Satu kalimat yang lumayan kontroversial dari Emile Durkheim dalam buku Seven Theories of Religion karya Daniel L. Pals yang membahas keterkaitan antara teori sosial dan agama sebagai berikut:
"Masyarakat adalah roh dari agama"
Sedemikian Durkheim memberi penekanan pada sisi masyarakat, jika agama diibaratkan tubuh manusia. Masyarakat adalah jiwa atau nyawanya. Jika tubuh tidak bernyawa, tentu tidak ada guna-nya. Begitu juga sebaliknya, apabila ada nyawa tapi tidak menemukan tubuh sebagai tempat bernaung, jadinya ya gentanyangan Wkwkwkwk, just kidding my friends 😀😀. Artinya apa? Antara masyarakat dan agama, atau agama dan masyarakat dapat dikatakan mempunyai arus timbal-balik atau berkesinamnungan. Apabila di suatu wilayah masyarakatnya tergolong "baik" dalam hal mematuhi norma, maka juga bisa dikatakan bahwa agama di masyarakat tersebut juga berjalan dengan "baik".
Kategori Baik-Buruk
Tapi menariknya, ada satu ungkapan dari Durkehim pada bukunya Daniel L. Pals, yakni: tidak adanya ukuran "baik" atau pun "buruk" dalam melihat suatu masyarakat. Karena budaya atau adat-istiadat di berbagai wilayah mempunyai etika, moral, atau norma-norma tersendiri, baik tertulis atau tidak tertulis. Misalnya, orang Jawa dengan orang Medan. Coba kita lihat dari sisi cara bicaranya saja.
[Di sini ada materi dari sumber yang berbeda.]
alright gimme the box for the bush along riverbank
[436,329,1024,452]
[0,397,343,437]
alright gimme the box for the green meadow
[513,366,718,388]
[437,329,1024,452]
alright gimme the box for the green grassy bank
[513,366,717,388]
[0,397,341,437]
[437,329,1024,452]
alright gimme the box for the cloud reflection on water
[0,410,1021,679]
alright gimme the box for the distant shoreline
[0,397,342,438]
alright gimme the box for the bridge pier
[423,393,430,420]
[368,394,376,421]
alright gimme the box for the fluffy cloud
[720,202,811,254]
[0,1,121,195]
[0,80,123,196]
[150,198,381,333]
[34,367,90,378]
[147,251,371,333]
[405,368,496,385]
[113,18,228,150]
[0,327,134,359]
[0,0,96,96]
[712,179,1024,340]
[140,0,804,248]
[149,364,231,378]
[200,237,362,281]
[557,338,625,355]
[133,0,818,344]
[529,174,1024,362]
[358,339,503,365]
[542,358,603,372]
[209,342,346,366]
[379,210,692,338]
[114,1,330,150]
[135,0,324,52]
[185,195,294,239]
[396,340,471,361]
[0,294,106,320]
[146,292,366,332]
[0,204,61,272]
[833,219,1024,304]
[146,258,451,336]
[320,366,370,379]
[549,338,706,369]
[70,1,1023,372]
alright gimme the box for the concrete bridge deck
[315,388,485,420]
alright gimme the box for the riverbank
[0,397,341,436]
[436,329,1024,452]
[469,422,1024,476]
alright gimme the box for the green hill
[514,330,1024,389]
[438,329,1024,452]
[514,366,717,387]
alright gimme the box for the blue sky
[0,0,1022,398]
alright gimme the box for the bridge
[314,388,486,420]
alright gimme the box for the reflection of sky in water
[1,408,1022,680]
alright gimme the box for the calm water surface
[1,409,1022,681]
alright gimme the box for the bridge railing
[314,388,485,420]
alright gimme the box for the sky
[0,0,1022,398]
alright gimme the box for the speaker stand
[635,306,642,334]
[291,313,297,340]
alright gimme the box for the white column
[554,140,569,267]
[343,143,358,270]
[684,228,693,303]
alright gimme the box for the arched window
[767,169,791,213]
Orang Jawa dikenal dengan tutur halus dalam hal berbicara, dibarengi dengan nada yang rendah dan terkesan lembut. Lain halnya dengan Orang Medan, orang Medan kalo berbicara secara umum menggunakannada yang tinggi dan terkesan membentak. Dua kultur yang berbeda ini apabila disilangkan, maka akan terasa tidak pas "cocok". Maka dari itu, Durkheim menekankan pada tidak adanya istilah "baik" atau "buruk", yang ada hanya kebersamaan, ikatan antara satu dengan lain secara kuat, saling bekerjasama, kepentingan umum, dan lain sebagainya.Â
Kesakralan Masyarakat
Kembali lagi ke pembahasan masyarakat dan agama. Bagi Durkheim, masyarakat dalam konteks agama sifatnya sakral (superior, berkuasa, dihormati, dan lain sebagainya). Kesakralan agama terletak pada tingkat konsentrasi yang "tinggi atau dalam" oleh pemeluk agama dalam hal ritual atau upacara keagamaan. Ada "sisi konsentrasi" yang menjadi sakral dalam agama.
Lalu pertanyaannya adalah mengapa Durkheim sampai mengatakan bahwa ada kesakralan dalam melihat masyarakat, hingga sampai mengatakan bahwa masyarakat adalah roh dari agama? Karena Durkheim mempunyai anggapan bahwasanya fungsi dari agama tidak lain hanya sebagai pembangkit perasaan sosial, di mana simbol dan ritual yang ada hanyalah wujud ekspresi ikatan dengan komunitas (masyarakat).